There are real costs associated with creating content. Currently most of those costs are recovered by targeted advertising. By avoiding region locks, you're more likely to get irrelevant ads. That's wasted spend for the advertisers who will see their ratio of conversions fall. (A viewer who acts on an ad.) They will thereby reduce advertising by either negotiating a lower price per viewer, or buying less ad space. Under the current system, it takes time to line up shows with advertisers and audiences. In some cases expensive shows are broadcast to line up with other regions seasons. E.g. In summer shows do not do well as most people are outdoors. Shows produced in the northern hemisphere's winter are delayed 6 months to line up with the southern hemisphere's winter. This ensures a high number of viewers, which will likely lead to a higher conversion rate for advertisers. If the audience have already seen the content by avoiding region locks, there will be lower viewer numbers, advertisers will not spend as much, and the networks will look for less expensive content. The content producer sees less profit, and take fewer risks creating content.

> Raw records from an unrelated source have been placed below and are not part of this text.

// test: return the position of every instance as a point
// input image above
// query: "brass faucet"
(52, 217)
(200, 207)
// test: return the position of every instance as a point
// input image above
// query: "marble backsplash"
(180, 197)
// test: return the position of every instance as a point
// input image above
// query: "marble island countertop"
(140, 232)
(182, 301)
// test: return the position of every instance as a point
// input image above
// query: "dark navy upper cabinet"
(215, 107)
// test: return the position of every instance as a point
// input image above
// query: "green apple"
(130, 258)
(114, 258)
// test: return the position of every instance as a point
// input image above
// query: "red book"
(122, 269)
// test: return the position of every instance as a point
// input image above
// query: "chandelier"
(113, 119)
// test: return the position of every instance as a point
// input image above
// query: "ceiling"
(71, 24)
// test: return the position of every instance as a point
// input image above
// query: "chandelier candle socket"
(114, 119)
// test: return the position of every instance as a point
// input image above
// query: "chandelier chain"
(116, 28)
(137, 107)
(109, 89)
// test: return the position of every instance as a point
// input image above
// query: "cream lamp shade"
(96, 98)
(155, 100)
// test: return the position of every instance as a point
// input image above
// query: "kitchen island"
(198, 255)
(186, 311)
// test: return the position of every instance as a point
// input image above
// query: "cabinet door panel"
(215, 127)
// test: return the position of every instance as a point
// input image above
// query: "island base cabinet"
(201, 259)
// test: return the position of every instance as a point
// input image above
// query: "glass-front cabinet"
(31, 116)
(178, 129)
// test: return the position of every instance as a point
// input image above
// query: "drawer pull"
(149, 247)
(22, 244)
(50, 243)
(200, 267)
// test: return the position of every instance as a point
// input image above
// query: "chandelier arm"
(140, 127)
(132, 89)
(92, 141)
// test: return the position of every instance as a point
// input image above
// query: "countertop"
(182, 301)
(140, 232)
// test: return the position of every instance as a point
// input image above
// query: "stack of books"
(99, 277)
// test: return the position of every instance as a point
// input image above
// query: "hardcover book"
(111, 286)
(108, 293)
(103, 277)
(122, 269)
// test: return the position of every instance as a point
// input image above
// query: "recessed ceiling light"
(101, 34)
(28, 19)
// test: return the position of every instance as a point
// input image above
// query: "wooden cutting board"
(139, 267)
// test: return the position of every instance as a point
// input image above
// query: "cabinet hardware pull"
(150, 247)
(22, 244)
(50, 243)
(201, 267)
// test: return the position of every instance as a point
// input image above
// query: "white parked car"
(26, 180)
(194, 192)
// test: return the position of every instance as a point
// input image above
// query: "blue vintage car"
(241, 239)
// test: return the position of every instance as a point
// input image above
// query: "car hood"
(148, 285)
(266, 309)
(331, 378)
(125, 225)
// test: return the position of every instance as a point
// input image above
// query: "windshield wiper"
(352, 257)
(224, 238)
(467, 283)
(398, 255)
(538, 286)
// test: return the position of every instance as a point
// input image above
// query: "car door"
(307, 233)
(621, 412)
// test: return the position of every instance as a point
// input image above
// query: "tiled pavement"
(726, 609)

In short, the media companies are tied up, and slow moving to keep pace with how fast content can now be delivered globally. The current distribution model is flawed as it was created in a world without the internet. It is written into laws and contracts that are hard to change. Circumventing the current model is bad for the media companies in the short term and bad for audiences in the long run as shows will have lower budgets (think reality tv). However it's great for the audiences in the short term as they get to see content whenever and wherever they like. Media companies need find a way for the audiences to enjoy the content delivered immediately to audiences who want it wherever they are, while maintaining their revenue and profits. This will require a large effort, with changes to regional laws, trade agreements, licencing contracts etc.
In my opinion the best way to avoid all of this is for content producers to sell directly to their audiences. This is hard because good content producers have high costs, and high risk. For every great show you see on TV or great movie you see at the cinema, far more were produced and failed. That cost is also currently paid for by advertisers and out of the profits of successful shows. Things like kickstarter might start to allow for those risks to be taken, but even producing a pilot to start a kickstarter is expensive. Some of the profit from successful shows needs to go into all the failures that will occur before another success. This is why we see crappy how to videos on youtube and not high production value dramas. It's also why the current media companies are the only ones to produce that type of content.
Shows are produced by production companies. That product is sold to networks. The networks sell the show to advertisers. The network is the customer of a show and the advertiser is a customer of the network, not you the audience, you are not a customer, you are a product that the network also sell to advertisers. The real customers of shows, networks and advertisers do use the global market.